Tuesday, February 20, 2007

Claude Pauquet's French Seaside


Someone recently told me that French photography had been in the grip on Henri Cartier Bresson, the instant décisif and the tradition of photojournalism for so long that for a photographer to take up serious large format photography, with it's slower and more more thoughtful approach, was grounds for mockery and possibly professional suicide. I'm certainly glad at least one photographer took up the challenge...



In Claude Pauquet's work I'm struck by how much the French Seaside looks like the English Seaside - both sides of the Channel seem to have much in common. Indeed, for generations there has been a regular too and fro of those who live on the two coastlines, from smugglers, to fisherman to tourists. Caravan sites, seaside cottages, amusement parks and abandoned beach shacks seem to dot the landscape of both regions.



Growing up in Sussex, every few months through the spring and summer we had a French onion seller - his bicycle and trailer festooned with strings of garlic and onions - come door to door. It didn't seem the least bit unusual that he would travel across by ferry and spend a few weeks selling on the English side of the Channel. I feel I could have easily taken many of these photographs along the coasts of Sussex or Dorset or Devon.


"From 2002 to 2006, Claude Pauquet began a trip between the Atlantic coast and the Channel coast, from Hendaye to Bray-Dunes. He was very close to the coasts to take the pictures , travelling from one place to another in order to explore a border-line between the shores and the ocean, between the natural landscapes and the unspecified spaces."

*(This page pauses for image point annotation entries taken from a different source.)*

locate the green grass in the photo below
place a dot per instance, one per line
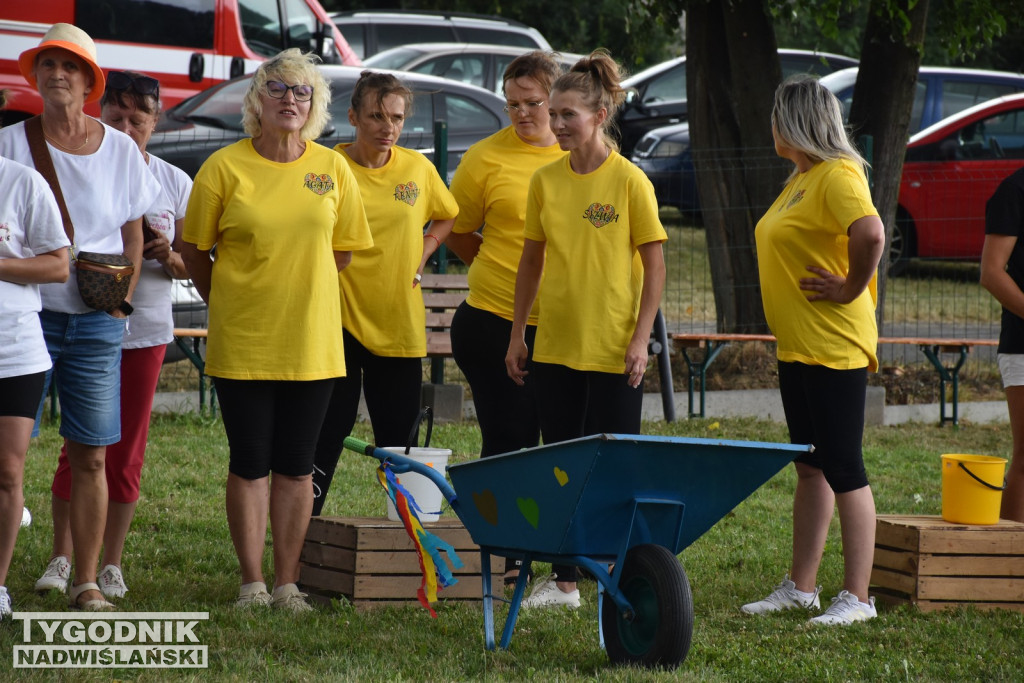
(179, 557)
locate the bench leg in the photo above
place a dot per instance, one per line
(196, 357)
(950, 375)
(660, 335)
(699, 370)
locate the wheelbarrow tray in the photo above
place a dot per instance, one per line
(585, 497)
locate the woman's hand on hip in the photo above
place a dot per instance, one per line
(827, 286)
(636, 361)
(515, 360)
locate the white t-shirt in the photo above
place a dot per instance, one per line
(30, 224)
(103, 190)
(152, 323)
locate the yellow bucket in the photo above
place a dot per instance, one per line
(972, 488)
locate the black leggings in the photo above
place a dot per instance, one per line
(825, 407)
(507, 413)
(576, 403)
(19, 396)
(391, 386)
(271, 425)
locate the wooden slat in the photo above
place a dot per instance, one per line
(697, 339)
(378, 562)
(443, 299)
(379, 534)
(974, 589)
(930, 534)
(189, 332)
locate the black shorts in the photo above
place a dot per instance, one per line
(825, 408)
(272, 426)
(19, 395)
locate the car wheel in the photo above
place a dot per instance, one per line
(902, 246)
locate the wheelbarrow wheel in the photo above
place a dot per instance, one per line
(659, 632)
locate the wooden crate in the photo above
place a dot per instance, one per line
(936, 564)
(372, 561)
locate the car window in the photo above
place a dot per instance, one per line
(670, 86)
(393, 35)
(301, 26)
(223, 105)
(261, 26)
(916, 109)
(465, 115)
(153, 22)
(500, 65)
(1005, 135)
(464, 68)
(395, 58)
(477, 35)
(806, 63)
(957, 95)
(355, 36)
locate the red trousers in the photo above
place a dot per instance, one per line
(139, 373)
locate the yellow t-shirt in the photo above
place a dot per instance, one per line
(491, 185)
(380, 307)
(593, 275)
(807, 225)
(274, 307)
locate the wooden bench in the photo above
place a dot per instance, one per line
(442, 294)
(190, 340)
(934, 349)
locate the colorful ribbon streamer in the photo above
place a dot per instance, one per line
(436, 573)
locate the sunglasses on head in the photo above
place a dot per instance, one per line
(143, 85)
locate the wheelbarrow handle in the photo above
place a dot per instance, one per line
(400, 463)
(355, 444)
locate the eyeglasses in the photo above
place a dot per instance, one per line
(525, 108)
(302, 92)
(143, 85)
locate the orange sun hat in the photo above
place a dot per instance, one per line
(76, 41)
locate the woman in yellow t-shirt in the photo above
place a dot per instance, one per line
(818, 251)
(383, 317)
(491, 186)
(285, 216)
(594, 233)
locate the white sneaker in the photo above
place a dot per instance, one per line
(291, 598)
(846, 609)
(785, 596)
(112, 582)
(547, 594)
(56, 575)
(253, 595)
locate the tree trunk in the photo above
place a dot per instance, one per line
(883, 98)
(732, 71)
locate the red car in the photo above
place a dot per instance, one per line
(950, 170)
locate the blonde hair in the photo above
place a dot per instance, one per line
(294, 67)
(808, 118)
(597, 77)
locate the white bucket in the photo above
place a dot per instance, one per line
(424, 492)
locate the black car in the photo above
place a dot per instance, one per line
(657, 95)
(199, 126)
(664, 154)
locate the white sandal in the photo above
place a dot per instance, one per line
(100, 605)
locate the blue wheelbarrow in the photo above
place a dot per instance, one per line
(628, 502)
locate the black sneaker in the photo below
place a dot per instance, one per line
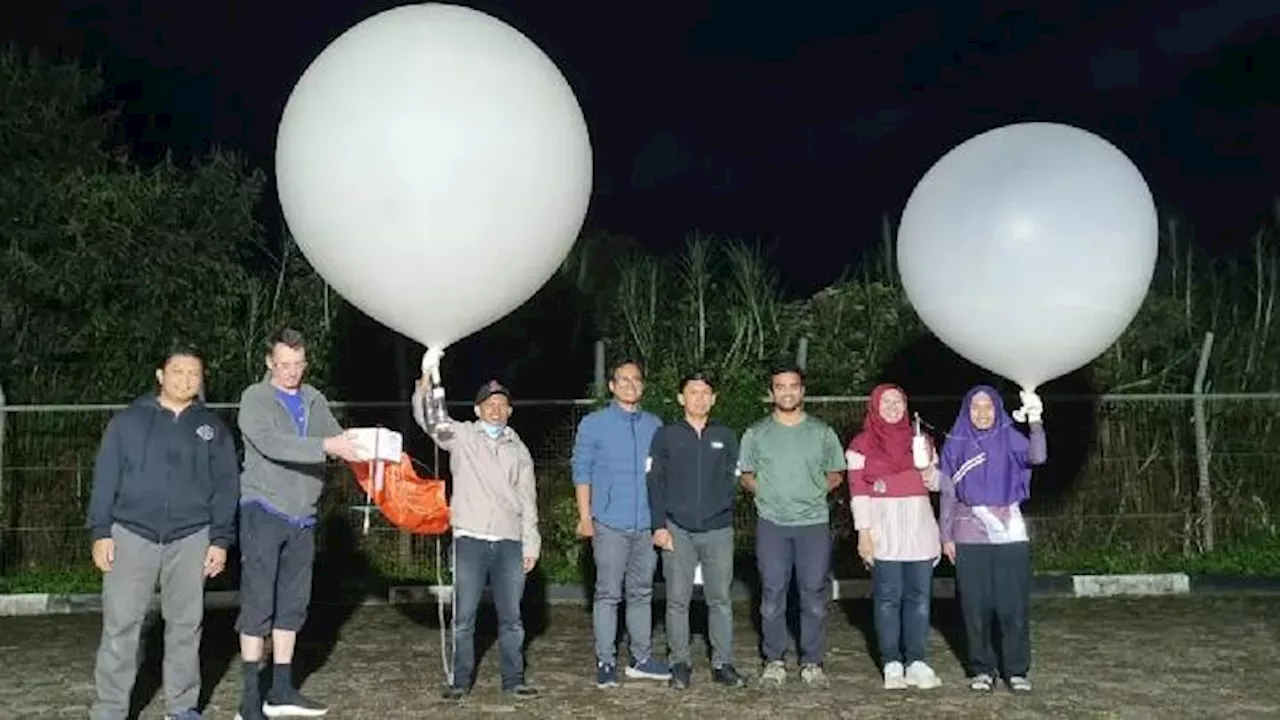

I like the sense and feel these pictures give of these places - which are indeed transition zones in many different ways.

Monday, February 19, 2007

Lee Miller

( 'Portrait of space'Near Siwa Egypt)

Lee Miller seems to have had more lives than the average Buddhist Master. As a child I remember my Grandmother pointing out a rather elegant woman in Eastbourne as Lady Penrose. It was only many years later I realised that was Lee Miller the photographer.

Miller went from sought after model to Surrealist muse, to surrealist photographer to fashion photographer to war correspondent.


(Lee Miller by Man Ray)

As well as her fashion work, she photographed in Egypt after she married Aziz Eloui Bey and became fascinated with long distance desert travel (think The English Patient). In Paris she was friends with, and often muse to, Breton, Picasso (who painted her several times), Jean Cocteau, Max Ernst and others, as well as a recurring subject of Many Ray's camera. She also went on to set up her own studio in Paris.

(Fire Masks - worn as protection from incendiary bombs)

On the outbreak of war she found herself in London where she worked as a correspondent for Vogue, covering the Blitz and wartime Britain. Shortly after D-Day she travelled as a war correspondent/combat photographer to France, covering the siege of St. Malo, the liberation of Paris, on to Frankfurt and Leipzig and, memorably, the liberation of Buchenwald and Dachau, finishing up at Hitlers lair in Bavaria

(Dead SS Guard floating in canal Dachau)

After the war she married Roland Penrose - who she had known from Paris- having divorced Bey. Penrose was just about the only English Surrealist (is there a more unlikely name for a surrealist than his?) and she eventually settled with him on a farm in Sussex which became a gathering place for everyone from Picasso to Henry Moore to Man Ray.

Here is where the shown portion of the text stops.